Slint – Spiderland
Released March 27th, 1991 on Touch and Go Records
Produced by Brian Paulson
Slint broke up before the release of Spiderland, their second and final album. No one noticed, and the album sold in negligible quantities. So why are we celebrating it’s release?
It might have something to do with the insidious way that the record has melded itself into the experimental side of the alternative rock movement; the way it’s become a touchstone for post-rock; the fact that the critical acclaim heaped on Black Country, New Road this year has been driven largely by the fact that they are a jazzy version of Slint and we are apparently, thirty years afterward, heavily nostalgic for Spiderland. I’ll be honest: for the first 20 years of it’s existence I was unaware of it, or perhaps it’s more accurate to say that I knew the album cover by sight but had no idea about the record or it’s place in history. /mu/ made me listen to it, eventually, the same way that they make people who have somehow avoided listening to In The Aeroplane Over The Sea listen to it: by spamming it continuously until you break down. Kind of glad they did, of course.

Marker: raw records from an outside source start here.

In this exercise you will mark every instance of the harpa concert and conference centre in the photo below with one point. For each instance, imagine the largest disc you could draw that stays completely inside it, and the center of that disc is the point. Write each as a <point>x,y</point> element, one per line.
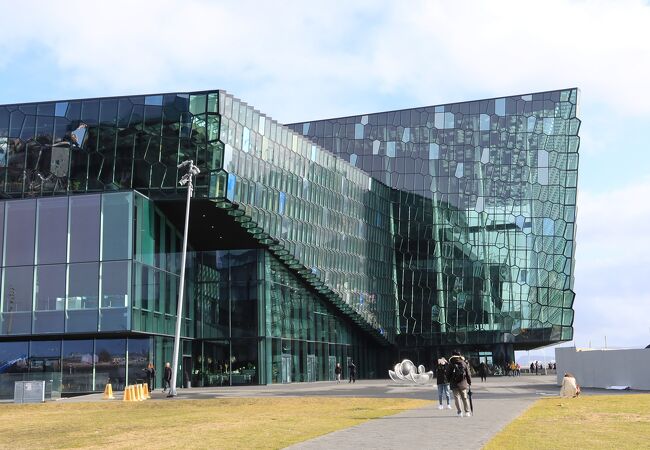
<point>369,238</point>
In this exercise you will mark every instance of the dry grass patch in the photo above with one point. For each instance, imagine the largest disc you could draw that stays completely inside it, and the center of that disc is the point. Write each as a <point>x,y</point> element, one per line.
<point>593,422</point>
<point>220,423</point>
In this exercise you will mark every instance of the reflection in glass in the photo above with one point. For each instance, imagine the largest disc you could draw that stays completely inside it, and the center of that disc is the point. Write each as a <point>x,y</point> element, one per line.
<point>50,298</point>
<point>110,363</point>
<point>20,226</point>
<point>45,357</point>
<point>84,228</point>
<point>117,226</point>
<point>52,230</point>
<point>78,358</point>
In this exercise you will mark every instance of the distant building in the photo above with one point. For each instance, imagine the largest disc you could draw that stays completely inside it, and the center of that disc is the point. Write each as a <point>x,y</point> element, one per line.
<point>374,237</point>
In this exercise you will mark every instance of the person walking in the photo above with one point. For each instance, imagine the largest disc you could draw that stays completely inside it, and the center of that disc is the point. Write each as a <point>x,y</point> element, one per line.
<point>151,376</point>
<point>352,368</point>
<point>482,371</point>
<point>167,384</point>
<point>460,380</point>
<point>443,383</point>
<point>570,387</point>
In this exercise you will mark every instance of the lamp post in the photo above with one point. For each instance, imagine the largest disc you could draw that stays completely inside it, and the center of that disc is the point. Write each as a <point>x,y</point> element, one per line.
<point>192,170</point>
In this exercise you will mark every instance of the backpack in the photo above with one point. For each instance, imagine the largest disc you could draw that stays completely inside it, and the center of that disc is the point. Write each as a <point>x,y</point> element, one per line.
<point>457,373</point>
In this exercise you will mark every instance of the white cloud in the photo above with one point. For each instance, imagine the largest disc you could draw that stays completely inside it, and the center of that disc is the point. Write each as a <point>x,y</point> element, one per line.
<point>305,60</point>
<point>299,60</point>
<point>612,260</point>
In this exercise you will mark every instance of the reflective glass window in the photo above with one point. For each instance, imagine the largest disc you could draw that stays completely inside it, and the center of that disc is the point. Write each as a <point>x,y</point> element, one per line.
<point>110,363</point>
<point>49,304</point>
<point>82,300</point>
<point>116,283</point>
<point>14,363</point>
<point>116,226</point>
<point>2,225</point>
<point>244,362</point>
<point>45,357</point>
<point>20,231</point>
<point>52,231</point>
<point>139,357</point>
<point>77,358</point>
<point>84,228</point>
<point>18,286</point>
<point>83,286</point>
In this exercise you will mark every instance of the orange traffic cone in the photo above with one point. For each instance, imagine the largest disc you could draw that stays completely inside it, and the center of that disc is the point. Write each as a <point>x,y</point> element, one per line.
<point>127,394</point>
<point>108,392</point>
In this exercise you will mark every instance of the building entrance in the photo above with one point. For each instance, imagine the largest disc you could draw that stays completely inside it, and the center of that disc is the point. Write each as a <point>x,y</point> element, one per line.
<point>311,368</point>
<point>286,368</point>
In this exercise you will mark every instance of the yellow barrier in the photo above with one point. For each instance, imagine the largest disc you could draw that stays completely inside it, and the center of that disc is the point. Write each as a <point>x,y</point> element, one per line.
<point>108,392</point>
<point>128,392</point>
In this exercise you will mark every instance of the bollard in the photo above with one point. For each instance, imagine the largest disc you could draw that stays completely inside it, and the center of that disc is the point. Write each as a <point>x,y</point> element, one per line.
<point>108,392</point>
<point>127,394</point>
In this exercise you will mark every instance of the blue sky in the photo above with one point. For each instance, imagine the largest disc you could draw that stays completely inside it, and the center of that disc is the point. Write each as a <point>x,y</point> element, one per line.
<point>300,61</point>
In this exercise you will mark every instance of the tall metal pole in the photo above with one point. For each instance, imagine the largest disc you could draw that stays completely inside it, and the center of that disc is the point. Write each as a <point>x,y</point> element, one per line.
<point>187,178</point>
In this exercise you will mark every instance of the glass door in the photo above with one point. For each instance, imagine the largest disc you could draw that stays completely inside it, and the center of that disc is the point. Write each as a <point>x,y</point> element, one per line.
<point>332,366</point>
<point>311,368</point>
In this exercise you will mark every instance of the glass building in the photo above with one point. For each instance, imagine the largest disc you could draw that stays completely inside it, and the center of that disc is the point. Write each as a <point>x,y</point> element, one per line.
<point>366,238</point>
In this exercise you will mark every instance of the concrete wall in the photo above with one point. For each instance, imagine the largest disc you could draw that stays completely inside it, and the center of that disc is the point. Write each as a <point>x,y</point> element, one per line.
<point>603,368</point>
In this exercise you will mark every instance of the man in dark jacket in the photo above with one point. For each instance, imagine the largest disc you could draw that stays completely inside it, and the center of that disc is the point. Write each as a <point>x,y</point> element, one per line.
<point>460,381</point>
<point>443,383</point>
<point>167,384</point>
<point>352,369</point>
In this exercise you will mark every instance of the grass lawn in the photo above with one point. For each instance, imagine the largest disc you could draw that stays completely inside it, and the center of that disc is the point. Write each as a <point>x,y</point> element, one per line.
<point>242,423</point>
<point>593,422</point>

The band’s first album, Tweez, was produced by Steve Albini and is a sloppy, much more with-the-times kind of alt-hardcore record. I haven’t listened to it in years but I’m pretty sure I remember hearing a passage on it that Nirvana clearly lifted for something on In Utero. Spiderland is a much different record; it grabs you and holds you and will not let you go until you break down weeping for your own lost childhood. The intensity of the record is matched by the stories that circulate about the recording process. The band members have gone on the record as stating that the recording sessions for Spiderland were intense, with the band taking everything seriously to the point where they were perhaps taking it too seriously. There are any number of tales, all of them likely apocryphal, that various members of the band had to be institutionalized in psychiatric hospitals during the making of the album. Drummer Britt Walford claims those stories are all fake, of course, although he admits that the four-day recording session was “stressful.”

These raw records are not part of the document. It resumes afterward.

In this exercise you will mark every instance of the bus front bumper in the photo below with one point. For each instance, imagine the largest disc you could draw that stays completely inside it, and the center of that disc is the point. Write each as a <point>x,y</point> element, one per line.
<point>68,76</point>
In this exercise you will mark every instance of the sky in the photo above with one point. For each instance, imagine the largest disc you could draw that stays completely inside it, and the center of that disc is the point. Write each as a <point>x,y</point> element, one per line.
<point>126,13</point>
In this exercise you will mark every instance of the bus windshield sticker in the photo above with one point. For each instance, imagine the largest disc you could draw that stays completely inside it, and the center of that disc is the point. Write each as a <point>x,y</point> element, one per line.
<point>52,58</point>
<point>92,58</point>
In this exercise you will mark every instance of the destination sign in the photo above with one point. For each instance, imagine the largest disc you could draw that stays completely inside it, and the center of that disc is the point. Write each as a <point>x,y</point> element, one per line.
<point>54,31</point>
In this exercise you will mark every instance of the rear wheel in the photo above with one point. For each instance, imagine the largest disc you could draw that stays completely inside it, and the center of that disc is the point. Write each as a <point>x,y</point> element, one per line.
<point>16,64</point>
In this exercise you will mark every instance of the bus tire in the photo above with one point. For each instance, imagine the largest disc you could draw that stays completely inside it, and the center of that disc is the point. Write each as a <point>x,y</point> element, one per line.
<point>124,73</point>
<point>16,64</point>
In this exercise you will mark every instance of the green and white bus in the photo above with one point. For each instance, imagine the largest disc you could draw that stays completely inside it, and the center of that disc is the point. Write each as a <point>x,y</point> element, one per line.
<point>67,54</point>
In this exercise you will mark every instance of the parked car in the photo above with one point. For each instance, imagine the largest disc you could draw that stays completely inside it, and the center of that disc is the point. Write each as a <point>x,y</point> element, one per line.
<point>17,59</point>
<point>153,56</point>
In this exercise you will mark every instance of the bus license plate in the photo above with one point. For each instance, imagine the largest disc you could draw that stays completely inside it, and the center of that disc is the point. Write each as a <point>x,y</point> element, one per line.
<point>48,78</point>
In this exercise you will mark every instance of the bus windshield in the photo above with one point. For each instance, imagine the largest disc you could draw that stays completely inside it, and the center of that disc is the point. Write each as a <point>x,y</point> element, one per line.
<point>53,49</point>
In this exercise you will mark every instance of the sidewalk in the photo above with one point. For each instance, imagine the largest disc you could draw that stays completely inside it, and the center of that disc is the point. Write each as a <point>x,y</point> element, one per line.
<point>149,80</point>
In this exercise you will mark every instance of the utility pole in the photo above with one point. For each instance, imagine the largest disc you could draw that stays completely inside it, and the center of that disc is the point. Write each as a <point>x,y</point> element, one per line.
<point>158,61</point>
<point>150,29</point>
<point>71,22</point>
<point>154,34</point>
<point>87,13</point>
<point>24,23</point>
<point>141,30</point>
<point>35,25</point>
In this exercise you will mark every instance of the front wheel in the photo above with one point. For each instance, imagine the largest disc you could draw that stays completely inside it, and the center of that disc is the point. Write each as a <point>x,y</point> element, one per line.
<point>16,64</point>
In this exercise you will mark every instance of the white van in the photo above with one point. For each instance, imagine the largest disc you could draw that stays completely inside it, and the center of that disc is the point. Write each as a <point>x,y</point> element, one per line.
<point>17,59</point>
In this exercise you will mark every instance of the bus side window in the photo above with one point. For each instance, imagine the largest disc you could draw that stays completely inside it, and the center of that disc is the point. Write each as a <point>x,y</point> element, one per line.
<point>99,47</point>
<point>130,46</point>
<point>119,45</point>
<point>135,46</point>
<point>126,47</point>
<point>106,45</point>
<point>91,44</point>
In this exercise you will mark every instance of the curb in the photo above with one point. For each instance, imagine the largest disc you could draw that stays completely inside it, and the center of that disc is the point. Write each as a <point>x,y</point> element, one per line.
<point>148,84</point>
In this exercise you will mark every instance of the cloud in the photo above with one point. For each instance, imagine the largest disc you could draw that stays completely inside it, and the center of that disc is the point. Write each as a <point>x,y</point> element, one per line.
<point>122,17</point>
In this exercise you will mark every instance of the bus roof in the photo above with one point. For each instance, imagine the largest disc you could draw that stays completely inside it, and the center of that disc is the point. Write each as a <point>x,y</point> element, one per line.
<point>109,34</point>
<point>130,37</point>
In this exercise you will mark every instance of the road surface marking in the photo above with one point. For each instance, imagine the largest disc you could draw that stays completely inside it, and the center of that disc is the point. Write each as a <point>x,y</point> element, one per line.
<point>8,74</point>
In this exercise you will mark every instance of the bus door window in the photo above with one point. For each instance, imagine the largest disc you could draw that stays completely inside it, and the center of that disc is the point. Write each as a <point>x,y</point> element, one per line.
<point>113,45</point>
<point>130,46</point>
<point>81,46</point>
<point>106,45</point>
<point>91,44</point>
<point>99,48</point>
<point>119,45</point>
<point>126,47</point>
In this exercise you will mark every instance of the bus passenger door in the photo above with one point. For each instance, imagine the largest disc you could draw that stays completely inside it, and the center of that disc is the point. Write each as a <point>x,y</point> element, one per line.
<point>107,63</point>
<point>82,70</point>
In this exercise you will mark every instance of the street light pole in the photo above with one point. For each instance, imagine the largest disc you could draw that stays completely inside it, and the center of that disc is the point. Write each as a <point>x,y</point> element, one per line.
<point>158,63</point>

The intensity comes through: Spiderland is a jagged, disconcerting album, like wandering into a funhouse hall of mirrors and being unable to find your way out until it lets you out. Off-kilter, strangely timed rhythms resolve into eerie arpeggios, oddly discordant harmonies conjure up ghosts before disappearing them, and the story-telling vocals of Brian McMahan place anguished cries and literary passages into the mix in a way that accentuates the haunted nature of the record. It is vicious in its despair, a half-muttered and half-wailed hymn to the end of innocence and the failure to deal with what that means. It went soft to loud without seeming like all the other alt/grunge records breaking over the next couple of years. The music built, crested, and broke again. If this sounds like Godspeed You! Black Emperor and Explosions In The Sky, well…

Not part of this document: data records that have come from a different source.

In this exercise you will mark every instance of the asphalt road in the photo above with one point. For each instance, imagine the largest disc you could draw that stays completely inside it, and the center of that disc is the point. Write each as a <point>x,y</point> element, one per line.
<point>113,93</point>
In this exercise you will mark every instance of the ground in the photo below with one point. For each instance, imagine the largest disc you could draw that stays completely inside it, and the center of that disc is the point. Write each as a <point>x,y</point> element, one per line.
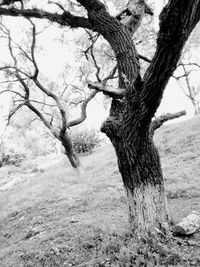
<point>50,216</point>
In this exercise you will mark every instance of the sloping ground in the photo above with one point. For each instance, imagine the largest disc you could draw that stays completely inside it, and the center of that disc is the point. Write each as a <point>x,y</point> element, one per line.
<point>52,217</point>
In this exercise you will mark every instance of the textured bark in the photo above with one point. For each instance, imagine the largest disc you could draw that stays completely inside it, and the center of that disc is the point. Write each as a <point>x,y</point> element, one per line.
<point>141,172</point>
<point>128,125</point>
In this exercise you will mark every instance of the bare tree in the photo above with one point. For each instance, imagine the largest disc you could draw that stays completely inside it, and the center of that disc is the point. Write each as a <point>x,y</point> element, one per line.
<point>190,91</point>
<point>22,96</point>
<point>137,98</point>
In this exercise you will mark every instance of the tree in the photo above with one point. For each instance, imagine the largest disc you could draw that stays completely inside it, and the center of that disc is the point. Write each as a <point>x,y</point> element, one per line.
<point>190,91</point>
<point>137,98</point>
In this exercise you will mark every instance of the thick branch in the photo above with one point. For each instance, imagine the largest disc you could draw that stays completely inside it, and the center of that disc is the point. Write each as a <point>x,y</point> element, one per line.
<point>65,19</point>
<point>158,122</point>
<point>177,21</point>
<point>106,88</point>
<point>42,118</point>
<point>83,115</point>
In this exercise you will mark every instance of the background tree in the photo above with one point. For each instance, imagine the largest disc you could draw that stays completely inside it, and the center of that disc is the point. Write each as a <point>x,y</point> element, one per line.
<point>189,66</point>
<point>136,99</point>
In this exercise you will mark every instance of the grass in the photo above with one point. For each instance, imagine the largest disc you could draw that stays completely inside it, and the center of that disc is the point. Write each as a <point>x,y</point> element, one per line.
<point>52,217</point>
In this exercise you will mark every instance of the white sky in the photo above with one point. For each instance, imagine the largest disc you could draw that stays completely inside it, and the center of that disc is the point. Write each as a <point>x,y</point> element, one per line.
<point>55,56</point>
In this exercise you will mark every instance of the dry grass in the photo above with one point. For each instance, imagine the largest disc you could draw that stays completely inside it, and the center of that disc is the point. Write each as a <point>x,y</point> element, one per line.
<point>52,217</point>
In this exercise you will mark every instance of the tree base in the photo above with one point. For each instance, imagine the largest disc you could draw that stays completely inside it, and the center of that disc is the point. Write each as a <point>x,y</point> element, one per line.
<point>147,208</point>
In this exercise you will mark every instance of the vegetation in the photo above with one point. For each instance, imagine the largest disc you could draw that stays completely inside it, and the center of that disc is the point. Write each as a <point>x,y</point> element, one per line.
<point>93,230</point>
<point>85,140</point>
<point>135,97</point>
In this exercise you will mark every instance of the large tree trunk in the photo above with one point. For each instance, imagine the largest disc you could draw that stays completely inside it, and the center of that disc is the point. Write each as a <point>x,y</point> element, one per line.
<point>140,168</point>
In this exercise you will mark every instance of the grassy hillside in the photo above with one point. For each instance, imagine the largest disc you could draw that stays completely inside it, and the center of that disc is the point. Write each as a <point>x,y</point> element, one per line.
<point>52,217</point>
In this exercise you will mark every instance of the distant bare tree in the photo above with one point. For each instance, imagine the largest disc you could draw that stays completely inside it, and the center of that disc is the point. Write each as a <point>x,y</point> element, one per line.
<point>136,98</point>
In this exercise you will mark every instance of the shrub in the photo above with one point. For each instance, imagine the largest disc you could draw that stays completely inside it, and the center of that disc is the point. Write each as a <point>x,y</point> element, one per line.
<point>85,140</point>
<point>12,159</point>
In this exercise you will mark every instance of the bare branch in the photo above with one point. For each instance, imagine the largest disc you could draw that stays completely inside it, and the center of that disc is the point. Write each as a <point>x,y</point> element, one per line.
<point>106,88</point>
<point>65,19</point>
<point>12,113</point>
<point>83,115</point>
<point>12,91</point>
<point>33,50</point>
<point>42,118</point>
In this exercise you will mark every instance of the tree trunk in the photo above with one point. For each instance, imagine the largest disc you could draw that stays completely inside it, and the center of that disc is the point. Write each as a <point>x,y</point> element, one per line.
<point>69,151</point>
<point>196,107</point>
<point>141,172</point>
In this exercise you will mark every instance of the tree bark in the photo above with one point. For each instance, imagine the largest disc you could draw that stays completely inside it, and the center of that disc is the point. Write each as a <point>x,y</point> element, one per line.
<point>128,125</point>
<point>142,176</point>
<point>69,151</point>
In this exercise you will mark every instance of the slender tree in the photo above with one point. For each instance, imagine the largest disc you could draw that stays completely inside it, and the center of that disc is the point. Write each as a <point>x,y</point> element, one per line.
<point>137,98</point>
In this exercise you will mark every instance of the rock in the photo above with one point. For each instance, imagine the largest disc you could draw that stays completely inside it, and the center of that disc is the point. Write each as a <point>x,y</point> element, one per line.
<point>188,225</point>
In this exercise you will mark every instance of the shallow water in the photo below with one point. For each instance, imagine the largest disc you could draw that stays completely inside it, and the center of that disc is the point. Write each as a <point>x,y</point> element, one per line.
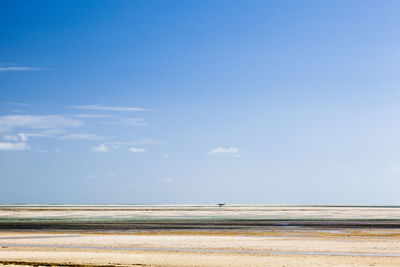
<point>210,250</point>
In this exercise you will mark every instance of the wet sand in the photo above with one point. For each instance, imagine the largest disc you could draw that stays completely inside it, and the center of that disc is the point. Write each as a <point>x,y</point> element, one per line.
<point>256,240</point>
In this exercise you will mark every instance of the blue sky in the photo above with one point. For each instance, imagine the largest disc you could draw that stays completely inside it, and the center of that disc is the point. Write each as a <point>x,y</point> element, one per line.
<point>200,102</point>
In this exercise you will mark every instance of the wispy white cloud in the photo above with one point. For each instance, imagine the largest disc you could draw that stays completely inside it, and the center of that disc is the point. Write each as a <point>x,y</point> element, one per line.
<point>230,151</point>
<point>128,122</point>
<point>14,146</point>
<point>137,150</point>
<point>100,148</point>
<point>108,108</point>
<point>18,104</point>
<point>4,69</point>
<point>118,144</point>
<point>18,137</point>
<point>92,116</point>
<point>81,136</point>
<point>50,122</point>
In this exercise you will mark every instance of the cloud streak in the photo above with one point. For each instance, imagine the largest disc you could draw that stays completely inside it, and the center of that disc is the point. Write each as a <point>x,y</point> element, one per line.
<point>14,146</point>
<point>81,136</point>
<point>137,150</point>
<point>230,151</point>
<point>9,69</point>
<point>51,122</point>
<point>108,108</point>
<point>100,148</point>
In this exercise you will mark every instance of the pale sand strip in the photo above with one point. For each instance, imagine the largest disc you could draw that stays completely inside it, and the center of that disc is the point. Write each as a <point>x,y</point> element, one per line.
<point>107,245</point>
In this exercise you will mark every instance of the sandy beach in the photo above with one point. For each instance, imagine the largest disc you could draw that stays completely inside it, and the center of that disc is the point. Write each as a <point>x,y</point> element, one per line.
<point>199,236</point>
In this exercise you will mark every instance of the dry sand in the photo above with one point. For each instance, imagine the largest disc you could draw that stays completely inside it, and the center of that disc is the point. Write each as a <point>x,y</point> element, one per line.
<point>200,243</point>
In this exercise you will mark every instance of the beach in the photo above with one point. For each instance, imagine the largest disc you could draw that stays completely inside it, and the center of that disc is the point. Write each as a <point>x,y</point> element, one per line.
<point>199,236</point>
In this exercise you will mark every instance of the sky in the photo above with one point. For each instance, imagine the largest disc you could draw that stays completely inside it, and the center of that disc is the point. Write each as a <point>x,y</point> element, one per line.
<point>174,102</point>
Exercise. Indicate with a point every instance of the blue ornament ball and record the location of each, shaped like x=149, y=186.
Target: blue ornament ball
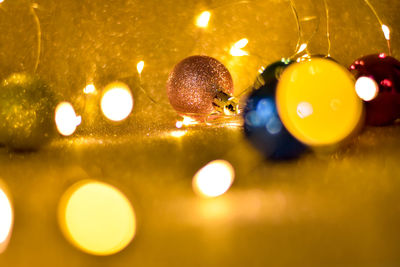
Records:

This is a long route around answering the question. Over the years people heard the album and passed the recommendation on. They heard its lessons and made music that kinda sounded like it, leading both to math-rock and, through American Football, mutations of midwestern emo. Few people owned the record, but a lot of music that people did buy had its roots in that dusty funhouse horrorshow. In a sense it’s like the Velvet Underground in the 1960s: almost no one heard them, but those that did all went out and started a band. So now, thirty years and several created genres later, we’re celebrating its release because its influence is undeniable.